The discussion, moderated by CNBC reporter Chrissy Farr, included Boston-based Mass General Brigham Chief Digital Health Officer Alistair, Erskine, MD; Cleveland Clinic CIO Matt Kull; Winston-Salem, N.C.-based Novant Health Chief Digital and Technology Officer Angela Yochem; and Aurora, Colo.-based UCHealth Chief Innovation Officer Richard Zane, MD. While all panelists agreed that telehealth would be essential in the future, each organization was at a different stage of telehealth roll-out when the pandemic began and has different goals now.

"Our big initiative is deconstructing silos of bricks and mortar care, virtual care, synchronous communication and asynchronous communication so one patient isn't launched from one modality to another, but really we can blur the lines and take incremental patients with that capacity that we've realized," said Dr. Zane. "That's been pretty thrilling."

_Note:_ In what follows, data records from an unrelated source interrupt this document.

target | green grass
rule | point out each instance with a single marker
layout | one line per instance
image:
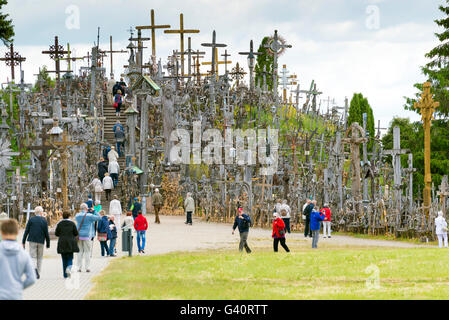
(326, 273)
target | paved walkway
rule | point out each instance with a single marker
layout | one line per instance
(170, 236)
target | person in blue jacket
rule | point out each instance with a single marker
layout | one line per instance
(103, 228)
(243, 222)
(315, 219)
(85, 222)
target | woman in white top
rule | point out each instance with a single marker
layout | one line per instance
(441, 229)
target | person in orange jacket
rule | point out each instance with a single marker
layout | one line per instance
(141, 226)
(278, 234)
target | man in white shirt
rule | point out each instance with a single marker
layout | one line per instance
(115, 209)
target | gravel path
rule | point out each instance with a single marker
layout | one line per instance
(170, 236)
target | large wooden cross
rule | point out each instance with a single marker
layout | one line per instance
(427, 106)
(43, 158)
(12, 59)
(56, 52)
(181, 31)
(62, 148)
(153, 28)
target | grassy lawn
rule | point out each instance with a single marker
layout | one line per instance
(326, 273)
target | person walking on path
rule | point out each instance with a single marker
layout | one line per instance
(315, 219)
(98, 188)
(243, 222)
(102, 168)
(119, 135)
(67, 232)
(112, 155)
(115, 209)
(285, 215)
(15, 262)
(108, 185)
(104, 233)
(114, 169)
(136, 207)
(86, 231)
(278, 234)
(113, 240)
(441, 230)
(189, 205)
(141, 226)
(118, 100)
(157, 201)
(307, 212)
(326, 221)
(36, 232)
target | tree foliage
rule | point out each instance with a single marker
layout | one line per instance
(6, 26)
(437, 70)
(359, 105)
(264, 60)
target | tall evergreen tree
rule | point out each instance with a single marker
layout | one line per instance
(359, 105)
(437, 70)
(6, 27)
(264, 60)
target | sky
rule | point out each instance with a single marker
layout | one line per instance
(373, 47)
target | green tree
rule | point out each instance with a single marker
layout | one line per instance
(359, 105)
(6, 26)
(264, 60)
(437, 70)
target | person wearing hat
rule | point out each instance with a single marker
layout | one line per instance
(157, 201)
(36, 232)
(243, 222)
(278, 234)
(441, 230)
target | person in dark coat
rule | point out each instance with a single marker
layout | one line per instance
(136, 207)
(102, 168)
(103, 228)
(36, 232)
(67, 232)
(307, 212)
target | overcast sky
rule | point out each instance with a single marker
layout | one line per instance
(375, 47)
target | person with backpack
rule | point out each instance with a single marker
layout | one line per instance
(118, 100)
(104, 233)
(278, 234)
(243, 222)
(315, 219)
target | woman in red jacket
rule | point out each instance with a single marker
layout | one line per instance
(140, 225)
(326, 221)
(278, 233)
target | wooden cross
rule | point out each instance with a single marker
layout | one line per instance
(427, 106)
(63, 147)
(12, 59)
(214, 45)
(43, 157)
(181, 32)
(56, 52)
(153, 28)
(111, 52)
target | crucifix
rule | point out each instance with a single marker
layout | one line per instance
(276, 47)
(251, 63)
(111, 52)
(153, 28)
(356, 139)
(427, 106)
(63, 148)
(12, 59)
(43, 157)
(181, 32)
(56, 52)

Ms. Farr posed the following question to the panel: Is telemedicine over- or underhyped? Here are abbreviated versions of each panelist's response.

Dr. Richard Zane: Underhyped. "The future of whatever we describe as virtual care will revolve around scaling quickly and robustly.

Dr. Alistair Erskine: Overhyped. "Virtual care is the new black right now. We are at the top of the curve; we went from 100 visits to 12,000 visits a day but we still have to digitally upscale our providers and our patients; the ones that are not used to navigating across the new technologies themselves. And we have to worry about payment reform. Right now, [telehealth] is hot because it's paid for. In the future, it may not be paid for and may slip more into a value-based care arrangement, because there is still value."

Matt Kull: Underhyped. "As we look to partner in our patients' healthcare over lifetime; we can't expect everyone to stay in Northwest Ohio or Florida, or the other places we may be looking to expand to. This digital mean is how we are going to be able to take people from the beginning to the end of their life."

Angela Yochem: Underhyped. "Digital health is a big way we offer access to care in unprecedented ways, not just entirely [through] digital means but digitally enhancing traditional means of care delivery."